Beautiful, interesting and thought-provoking artwork was seen from artists across South Africa at the 31st annual Thami Mnyele Fine Arts Awards hosted in Birchleigh last week Saturday.
Named after murdered resistance artist Thamasanqa Mnyele, who believed art has a social responsibility and can be a voice for people, this flagship project of the City of Ekurhuleni gives a platform to artists to reflect the world in which they live.
A total of 446 entries were received for this national competition.
Judges, who had the difficult task of choosing only one winner for the eight prizes, included Avitha Sooful (artist and lecturer at the University of Pretoria), Muntu Vilakazi (last year’s first prize winner), Lekgetho Makola (professional photographer), Sara Hallat (arts administrator) and Nkululeko Khumalo (artist and lecturer at Vaal University of Technology).
“The works we selected for this year’s awards are intriguing works that beg for attention in the way in which they were constructed,” a report from these judges read.
The first prize of R100 000 was awarded to Mlamuli Zulu from Ulundi, KwaZulu-Natal, for his mixed-media installation titled “Lost and Found Dead”.
The Ekurhuleni prize, worth R60 000, went to Roodekop in Germiston’s Charles Mphalele for a breathtaking photo of a woman titled “Legacy Series – Ukholo Lwam”.
Candice Kramer from Melrose in Johannesburg walked away with the coveted Lizamore and Associates Solo Exhibition and Mentorship prize.
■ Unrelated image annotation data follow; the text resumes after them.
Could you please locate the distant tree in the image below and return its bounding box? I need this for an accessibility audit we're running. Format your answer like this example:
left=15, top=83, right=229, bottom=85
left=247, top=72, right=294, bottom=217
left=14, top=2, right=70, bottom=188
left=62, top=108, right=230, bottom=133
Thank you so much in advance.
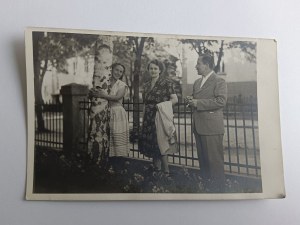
left=32, top=32, right=97, bottom=132
left=127, top=36, right=154, bottom=141
left=181, top=39, right=256, bottom=73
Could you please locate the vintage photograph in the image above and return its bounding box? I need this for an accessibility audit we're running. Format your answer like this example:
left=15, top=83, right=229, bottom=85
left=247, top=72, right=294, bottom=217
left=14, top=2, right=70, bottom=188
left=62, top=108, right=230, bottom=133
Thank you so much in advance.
left=26, top=28, right=284, bottom=200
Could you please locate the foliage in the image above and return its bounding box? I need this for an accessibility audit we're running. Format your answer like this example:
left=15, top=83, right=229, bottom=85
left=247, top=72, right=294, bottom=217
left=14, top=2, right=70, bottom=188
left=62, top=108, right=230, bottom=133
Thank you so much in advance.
left=34, top=149, right=257, bottom=193
left=181, top=39, right=256, bottom=72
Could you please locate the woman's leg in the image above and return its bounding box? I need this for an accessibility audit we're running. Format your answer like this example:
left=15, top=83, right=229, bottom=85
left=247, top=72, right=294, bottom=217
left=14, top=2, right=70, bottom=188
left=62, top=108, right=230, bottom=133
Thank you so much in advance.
left=153, top=157, right=161, bottom=171
left=161, top=155, right=170, bottom=174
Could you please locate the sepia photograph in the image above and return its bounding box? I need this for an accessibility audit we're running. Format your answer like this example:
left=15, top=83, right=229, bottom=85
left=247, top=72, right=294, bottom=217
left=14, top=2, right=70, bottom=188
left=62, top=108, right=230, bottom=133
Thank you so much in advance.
left=26, top=28, right=285, bottom=200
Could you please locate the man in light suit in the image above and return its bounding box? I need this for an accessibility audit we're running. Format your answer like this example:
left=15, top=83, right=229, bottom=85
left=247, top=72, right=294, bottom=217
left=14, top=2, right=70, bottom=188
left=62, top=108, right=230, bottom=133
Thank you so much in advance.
left=186, top=54, right=227, bottom=192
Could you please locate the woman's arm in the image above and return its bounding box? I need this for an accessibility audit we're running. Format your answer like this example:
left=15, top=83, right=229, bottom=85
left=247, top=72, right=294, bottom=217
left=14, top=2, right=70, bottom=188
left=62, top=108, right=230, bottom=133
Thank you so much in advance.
left=92, top=86, right=126, bottom=101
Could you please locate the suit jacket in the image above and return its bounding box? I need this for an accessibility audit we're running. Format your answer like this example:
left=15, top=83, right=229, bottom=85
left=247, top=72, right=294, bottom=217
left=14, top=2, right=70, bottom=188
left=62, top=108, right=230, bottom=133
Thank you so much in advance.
left=193, top=73, right=227, bottom=135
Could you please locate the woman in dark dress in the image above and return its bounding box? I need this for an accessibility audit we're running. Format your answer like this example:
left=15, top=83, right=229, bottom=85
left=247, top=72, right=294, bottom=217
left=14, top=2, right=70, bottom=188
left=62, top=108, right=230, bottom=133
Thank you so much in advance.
left=139, top=60, right=178, bottom=175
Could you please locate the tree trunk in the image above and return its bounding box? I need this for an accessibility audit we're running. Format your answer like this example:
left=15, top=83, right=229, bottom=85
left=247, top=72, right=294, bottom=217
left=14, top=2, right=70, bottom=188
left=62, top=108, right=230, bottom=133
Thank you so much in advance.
left=32, top=32, right=46, bottom=132
left=214, top=40, right=224, bottom=73
left=130, top=37, right=146, bottom=142
left=88, top=37, right=112, bottom=166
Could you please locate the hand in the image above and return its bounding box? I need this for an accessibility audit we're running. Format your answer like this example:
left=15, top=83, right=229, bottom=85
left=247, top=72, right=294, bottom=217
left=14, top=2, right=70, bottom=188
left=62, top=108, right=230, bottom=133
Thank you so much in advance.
left=185, top=96, right=197, bottom=108
left=89, top=88, right=107, bottom=98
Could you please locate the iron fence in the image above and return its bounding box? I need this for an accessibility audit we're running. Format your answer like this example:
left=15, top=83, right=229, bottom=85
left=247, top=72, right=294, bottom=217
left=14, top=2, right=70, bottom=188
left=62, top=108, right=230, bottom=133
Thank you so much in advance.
left=35, top=98, right=261, bottom=177
left=35, top=103, right=63, bottom=150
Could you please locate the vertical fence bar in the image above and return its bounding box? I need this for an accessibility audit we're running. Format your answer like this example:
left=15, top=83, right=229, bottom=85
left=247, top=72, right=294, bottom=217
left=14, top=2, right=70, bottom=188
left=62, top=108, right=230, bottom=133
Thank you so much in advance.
left=234, top=98, right=241, bottom=173
left=189, top=107, right=195, bottom=166
left=250, top=96, right=258, bottom=176
left=184, top=105, right=188, bottom=166
left=226, top=105, right=232, bottom=173
left=241, top=103, right=249, bottom=175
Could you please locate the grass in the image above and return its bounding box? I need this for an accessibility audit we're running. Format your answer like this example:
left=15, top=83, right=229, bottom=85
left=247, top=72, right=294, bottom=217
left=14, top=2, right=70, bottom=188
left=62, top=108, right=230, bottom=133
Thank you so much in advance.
left=34, top=149, right=261, bottom=193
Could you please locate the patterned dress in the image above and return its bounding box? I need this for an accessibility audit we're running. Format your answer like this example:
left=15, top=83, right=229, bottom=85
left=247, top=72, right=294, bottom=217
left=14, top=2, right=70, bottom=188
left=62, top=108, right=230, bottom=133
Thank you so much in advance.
left=109, top=80, right=129, bottom=157
left=139, top=77, right=175, bottom=158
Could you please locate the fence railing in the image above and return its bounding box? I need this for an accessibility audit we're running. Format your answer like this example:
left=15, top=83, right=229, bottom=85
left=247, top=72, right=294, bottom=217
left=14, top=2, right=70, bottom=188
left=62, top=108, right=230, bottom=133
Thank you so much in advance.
left=35, top=103, right=63, bottom=150
left=35, top=98, right=261, bottom=176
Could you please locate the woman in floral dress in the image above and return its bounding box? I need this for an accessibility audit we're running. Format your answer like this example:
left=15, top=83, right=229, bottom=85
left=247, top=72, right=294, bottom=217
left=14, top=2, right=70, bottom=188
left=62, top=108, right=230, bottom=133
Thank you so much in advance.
left=89, top=63, right=129, bottom=167
left=139, top=60, right=178, bottom=175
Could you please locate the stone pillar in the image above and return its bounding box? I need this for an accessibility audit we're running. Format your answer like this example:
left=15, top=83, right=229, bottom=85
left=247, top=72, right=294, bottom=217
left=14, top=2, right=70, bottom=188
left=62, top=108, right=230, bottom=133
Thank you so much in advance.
left=60, top=83, right=89, bottom=154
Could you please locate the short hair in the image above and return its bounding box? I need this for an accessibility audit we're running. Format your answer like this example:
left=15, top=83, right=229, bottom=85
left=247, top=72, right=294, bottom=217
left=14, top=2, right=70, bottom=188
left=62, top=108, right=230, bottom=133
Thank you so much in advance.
left=147, top=59, right=165, bottom=75
left=199, top=54, right=215, bottom=69
left=111, top=63, right=125, bottom=80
She will receive mentorship for six months and a solo exhibition.
The four merit award winners, who each won R20 000, also included Kramer, for her copper work titled “Reflection”.
The other winners were Helen Lotters from Pretoria for her detailed embossed work on paper titled “An Infinity of Thought”, Patrick Rulore from Hammanskraal for a realistic painting titled “The Shoe Repairer” and Aleza Pienaar from Johannesburg for her life-sized sculpture called “Stir Milk Buckets”.
The judges also saw potential in Philani Mhlungu from Soweto who received the Honourable Mention Award worth R15 000 for his powerful sculpture titled “Wonder/Remember Marikana 34”.
“I’d like to congratulate every artist who participated,” head judge Sooful said. “We saw the work of visionaries, who created art about topics nobody wants to talk about and made it digestible.”
Kempton Park art enthusiasts can view the winners’ work at an exhibition at the Coen Scholtz Recreation Centre in Mooifontein Road, Birchleigh North, until October 13 between 10am and 4.30pm. Other contestants’ work are also on display.